The downside of having Exchange 2003 ship in this heightened state of security is that it's easy to forget when you need Exchange to allow certain machines to relay. This can lead to errors when a server that needs to send information through the Exchange server is rebuffed unexpectedly. Programs that run on another physical server that notify administrators of problems via e-mail would definitely experience this problem.
A few solutions are possible:
- The first option is the most obvious one. You could allow the servers in question to relay through your server, either by IP address or by a set of user credentials (or both, if the other program can support it). Most such programs do not use MAPI (the Exchange messaging interface) to send e-mail; they use SMTP, so they can send mail through any program that's been set up to handle it. This is best if the other server is in the same general network as the Exchange server, since it minimizes the chances for outside intrusion.

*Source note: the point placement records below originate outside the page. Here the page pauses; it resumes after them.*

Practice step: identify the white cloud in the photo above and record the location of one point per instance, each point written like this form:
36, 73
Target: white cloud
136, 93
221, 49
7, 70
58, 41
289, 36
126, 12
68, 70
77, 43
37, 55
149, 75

- Another workaround would be to set up a mailbox in the environment where the other server is. This is useful if the other server is in another forest or another network entirely. Then, have that mailbox forward to the appropriate mailbox on the Exchange server. (If the other server is in a completely separate network, it could relay through the ISP's smart host and avoid the authentication issue altogether.)
- A third possibility is to use a simple SMTP server like Argosoft's free mail server, but only if relaying through a smart host isn't possible or desirable -- and if it isn't set up correctly, it could be hijacked and used as an open relay all over again.